The Black Jewish Soul

When I think Black Sabbath, I get visions of Ozzy Osbourne in his bat-eating days. But this isn’t about riding the meshuggeneh train.

I was already sold on The Idelsohn Society’s Black Sabbath: The Secret Musical History of Black-Jewish Relations because I have a soft spot for anything involving Johnny Mathis (and Danny Kaye, for that matter.) In spite of its kitschy name, this collection of rare footage of African-American musicians singing Jewish music is clearly the endeavor of educated and passionate audiophiles. And finding this clip of Nina Simone singing a Hebrew song was the clincher:


Sez the site:

The High Priestess of Soul sang this 1950s Israeli folk-dance ode to “a land flowing with milk and honey” (written by Eliahu Gamliel) on the stage of Carnegie Hall in 1963 on the same day that Martin Luther King Jr was jailed in Birmingham, Alabama.

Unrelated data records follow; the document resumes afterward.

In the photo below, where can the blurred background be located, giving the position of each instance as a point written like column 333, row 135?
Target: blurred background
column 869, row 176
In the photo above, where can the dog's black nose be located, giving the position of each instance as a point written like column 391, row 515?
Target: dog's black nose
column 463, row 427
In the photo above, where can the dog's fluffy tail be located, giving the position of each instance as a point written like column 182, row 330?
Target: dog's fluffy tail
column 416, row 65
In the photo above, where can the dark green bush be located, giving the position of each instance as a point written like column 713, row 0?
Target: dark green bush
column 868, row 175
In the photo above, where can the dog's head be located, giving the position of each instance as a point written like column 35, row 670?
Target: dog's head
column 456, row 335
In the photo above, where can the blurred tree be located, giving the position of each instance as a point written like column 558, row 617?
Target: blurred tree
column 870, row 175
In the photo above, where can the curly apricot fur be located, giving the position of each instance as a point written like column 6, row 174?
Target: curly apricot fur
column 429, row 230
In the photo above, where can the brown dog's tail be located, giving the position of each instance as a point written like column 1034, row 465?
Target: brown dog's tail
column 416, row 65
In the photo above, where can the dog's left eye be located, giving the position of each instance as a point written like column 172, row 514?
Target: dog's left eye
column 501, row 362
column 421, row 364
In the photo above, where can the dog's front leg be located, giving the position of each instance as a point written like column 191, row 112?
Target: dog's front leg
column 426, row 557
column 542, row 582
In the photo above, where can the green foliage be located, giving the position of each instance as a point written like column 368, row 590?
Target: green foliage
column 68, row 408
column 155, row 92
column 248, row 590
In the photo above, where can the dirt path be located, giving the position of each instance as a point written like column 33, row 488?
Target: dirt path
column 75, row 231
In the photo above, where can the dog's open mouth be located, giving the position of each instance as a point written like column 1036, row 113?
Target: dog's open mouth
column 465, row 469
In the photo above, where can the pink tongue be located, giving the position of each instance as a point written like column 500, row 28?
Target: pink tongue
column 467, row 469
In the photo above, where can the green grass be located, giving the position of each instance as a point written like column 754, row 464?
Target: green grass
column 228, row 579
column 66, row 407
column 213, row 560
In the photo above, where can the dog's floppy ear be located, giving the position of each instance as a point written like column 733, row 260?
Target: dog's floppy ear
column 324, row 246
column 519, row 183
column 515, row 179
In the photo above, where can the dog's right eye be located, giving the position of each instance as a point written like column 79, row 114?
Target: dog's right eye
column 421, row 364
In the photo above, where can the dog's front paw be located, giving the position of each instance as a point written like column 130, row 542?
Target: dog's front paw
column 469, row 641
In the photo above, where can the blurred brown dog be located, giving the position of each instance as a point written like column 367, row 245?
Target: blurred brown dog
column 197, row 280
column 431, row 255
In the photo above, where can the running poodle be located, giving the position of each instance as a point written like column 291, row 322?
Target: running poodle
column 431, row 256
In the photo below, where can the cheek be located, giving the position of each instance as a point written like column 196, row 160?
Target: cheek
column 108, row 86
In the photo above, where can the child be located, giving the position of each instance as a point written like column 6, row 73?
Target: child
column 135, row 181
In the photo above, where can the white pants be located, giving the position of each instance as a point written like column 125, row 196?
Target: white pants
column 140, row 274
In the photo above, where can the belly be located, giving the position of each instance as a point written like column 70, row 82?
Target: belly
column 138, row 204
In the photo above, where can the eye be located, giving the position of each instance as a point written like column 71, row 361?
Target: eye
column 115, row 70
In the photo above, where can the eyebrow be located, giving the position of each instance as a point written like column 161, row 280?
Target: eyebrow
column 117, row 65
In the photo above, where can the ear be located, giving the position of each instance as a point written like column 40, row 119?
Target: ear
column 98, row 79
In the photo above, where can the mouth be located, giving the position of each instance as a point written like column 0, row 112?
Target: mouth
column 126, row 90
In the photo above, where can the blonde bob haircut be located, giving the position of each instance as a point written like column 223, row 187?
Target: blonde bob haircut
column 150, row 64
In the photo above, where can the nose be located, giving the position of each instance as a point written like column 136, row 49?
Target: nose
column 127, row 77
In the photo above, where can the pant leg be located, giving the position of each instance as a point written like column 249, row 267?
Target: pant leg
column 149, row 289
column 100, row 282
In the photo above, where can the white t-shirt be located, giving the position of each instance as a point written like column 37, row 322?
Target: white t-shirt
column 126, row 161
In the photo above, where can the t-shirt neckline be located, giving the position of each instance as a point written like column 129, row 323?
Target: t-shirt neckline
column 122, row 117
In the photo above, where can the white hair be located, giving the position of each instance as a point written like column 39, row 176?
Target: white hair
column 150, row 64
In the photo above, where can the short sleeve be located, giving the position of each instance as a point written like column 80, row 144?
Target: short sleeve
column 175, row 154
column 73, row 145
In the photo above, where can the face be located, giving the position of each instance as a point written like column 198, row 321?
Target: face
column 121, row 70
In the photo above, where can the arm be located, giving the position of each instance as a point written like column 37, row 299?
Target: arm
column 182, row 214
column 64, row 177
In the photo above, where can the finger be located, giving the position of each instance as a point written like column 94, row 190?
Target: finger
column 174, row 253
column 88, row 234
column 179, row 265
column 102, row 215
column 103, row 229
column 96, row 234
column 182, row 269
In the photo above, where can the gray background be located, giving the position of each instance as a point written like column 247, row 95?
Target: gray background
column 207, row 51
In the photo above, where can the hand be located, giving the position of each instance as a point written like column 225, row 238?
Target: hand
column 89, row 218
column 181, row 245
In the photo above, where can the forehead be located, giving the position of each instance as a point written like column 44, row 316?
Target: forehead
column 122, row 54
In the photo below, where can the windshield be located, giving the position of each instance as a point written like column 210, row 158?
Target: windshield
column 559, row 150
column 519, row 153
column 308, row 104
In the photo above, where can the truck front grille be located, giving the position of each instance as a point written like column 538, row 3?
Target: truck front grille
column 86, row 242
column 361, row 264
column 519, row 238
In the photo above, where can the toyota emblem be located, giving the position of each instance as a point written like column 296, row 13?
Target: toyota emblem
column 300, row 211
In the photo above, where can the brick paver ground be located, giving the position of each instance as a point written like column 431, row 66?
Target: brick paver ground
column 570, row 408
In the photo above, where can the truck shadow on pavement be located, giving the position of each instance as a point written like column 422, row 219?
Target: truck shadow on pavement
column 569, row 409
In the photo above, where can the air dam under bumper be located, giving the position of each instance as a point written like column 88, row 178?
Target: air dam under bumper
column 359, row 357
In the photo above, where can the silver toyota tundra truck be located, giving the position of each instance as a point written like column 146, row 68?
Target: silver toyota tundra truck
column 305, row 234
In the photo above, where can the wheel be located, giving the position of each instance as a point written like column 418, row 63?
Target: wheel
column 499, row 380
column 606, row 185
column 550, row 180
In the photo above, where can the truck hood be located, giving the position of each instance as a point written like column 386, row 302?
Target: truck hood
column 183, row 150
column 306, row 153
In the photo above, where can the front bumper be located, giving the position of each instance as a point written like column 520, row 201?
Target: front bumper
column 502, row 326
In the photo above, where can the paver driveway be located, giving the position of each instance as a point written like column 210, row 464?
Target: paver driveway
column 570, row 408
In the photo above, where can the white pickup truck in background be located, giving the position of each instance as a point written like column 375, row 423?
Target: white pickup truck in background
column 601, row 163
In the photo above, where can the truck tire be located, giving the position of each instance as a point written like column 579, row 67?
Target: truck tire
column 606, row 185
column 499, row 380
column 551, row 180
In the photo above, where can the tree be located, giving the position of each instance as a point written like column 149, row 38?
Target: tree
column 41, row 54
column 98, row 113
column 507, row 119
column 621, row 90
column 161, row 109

Neither Simone nor her biographers talk much about her choice of “Eretz Zarat Chalav,” which she first added to her repertoire in 1962 when she performed on the CBS program Camera Three. A year later, she sang it again on the TV show Hootenany, in front of an all white audience at Salem College not long after the assassination of JFK.

I’m just kind of glad The Secret Musical History of Black-Jewish Relations doesn’t include Sammy Davis Jr. as its icon. Not that I don’t love him; he’s just so obvious.

Hey, you know what would really be awesome? Black Sabbath: The Cookbook. Black-eyed pea blintzes, collard kugel, ya feel me? But no bat casserole.

Many, many thanks to Supah Kewl Jewish Mama Mindy Winn for the tip!

2 thoughts on “The Black Jewish Soul

  1. Aw, shucks. Glad you like it. If you get a chance, check out the webcast of the NPR interview from a couple of weeks ago. There’s a great conversation with Johnny Mathis about how he came to sing Kol Nidre. Pretty awesome stuff.